Outro aspecto anatômico no qual se pode notar claras diferenças entre as organizações macroscópicas e mesoscópicas do encéfalo e da medula espinal se dá na organização dos folhetos meníngeos, uma vez que, na medula, a dura-máter não se encontra aderida ao periósteo das vértebras, apresentando-se relativamente solta no interior do canal vertebral, formando o saco dural, uma estrutura fibrosa de tecido conjuntivo denso responsável por fornecer proteção mecânica à medula. Externamente ao saco dural, é possível observar a presença de tecido conjuntivo frouxo, tecido adiposo unnilocular e elementos neurovasculares preenchendo o espaço epidural. Vale salientar que, dentre as estruturas vasculares que podem ser encontradas nessa região, tem-se o plexo venoso de Batson, o qual promove a drenagem sanguínea da medula espinal e se conecta com veias das cavidades torácica e abdominopélvica. Tais conexões explicam o porquê de certos tipos de neoplasias, como o câncer de próstata, efetuarem metástases hematogênicas parao Sistema Nervoso Central.
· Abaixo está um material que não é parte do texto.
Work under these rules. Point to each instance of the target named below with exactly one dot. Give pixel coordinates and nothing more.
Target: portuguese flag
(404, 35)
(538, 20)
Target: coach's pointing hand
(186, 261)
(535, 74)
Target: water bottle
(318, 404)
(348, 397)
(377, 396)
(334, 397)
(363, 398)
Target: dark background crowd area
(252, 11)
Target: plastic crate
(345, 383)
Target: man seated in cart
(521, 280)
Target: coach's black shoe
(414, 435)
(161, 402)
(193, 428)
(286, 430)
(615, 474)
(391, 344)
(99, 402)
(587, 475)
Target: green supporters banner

Microscopicamente, é possível subdividir a substância cinzenta da medula espinal, que se dispõe num formato parecido com uma letra H ou com uma borboleta (ganhando, por isso, a denominação de H medular), em uma série de lâminas ou núcleos conhecidos como lâminas de Rexed. Cada uma dessas lâminas desempenha papéis específicos na modulação das atividades dos tratos espinais que trafegam pela substância branca e nas funções motoras e sensitivas desempenhadas pelo neuroeixo em sua interface de integração com o restante do organismo por meio do Sistema Nervoso Periférico. É interessante ressaltar que a proporção entre as áreas ocupadas pela substância cinzenta e pela substância branca aumenta craniocaudalmente, de forma que a medula espinal sacral possui um predomínio de substância cinzenta e a medula espinal cervical, de substância branca.

Secção transversal de medula espinal. Verifique a organização típica das substâncias branca e cinzenta medulares.
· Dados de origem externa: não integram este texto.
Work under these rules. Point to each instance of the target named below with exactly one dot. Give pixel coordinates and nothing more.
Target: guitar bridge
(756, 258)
Figura 6.1: Secção transversal de medula espinal. Verifique a organização típica das substâncias branca e cinzenta medulares.

Corpos celulares de motoneurônios no corno ventral da substância cinzenta medular.

Figura 6.2: Corpos celulares de motoneurônios no corno ventral da substância cinzenta medular.

Canal ependimário central da medula espinal. Atente-se para o aspecto dos ependimócitos.

Figura 6.3: Canal ependimário central da medula espinal. Atente-se para o aspecto dos ependimócitos.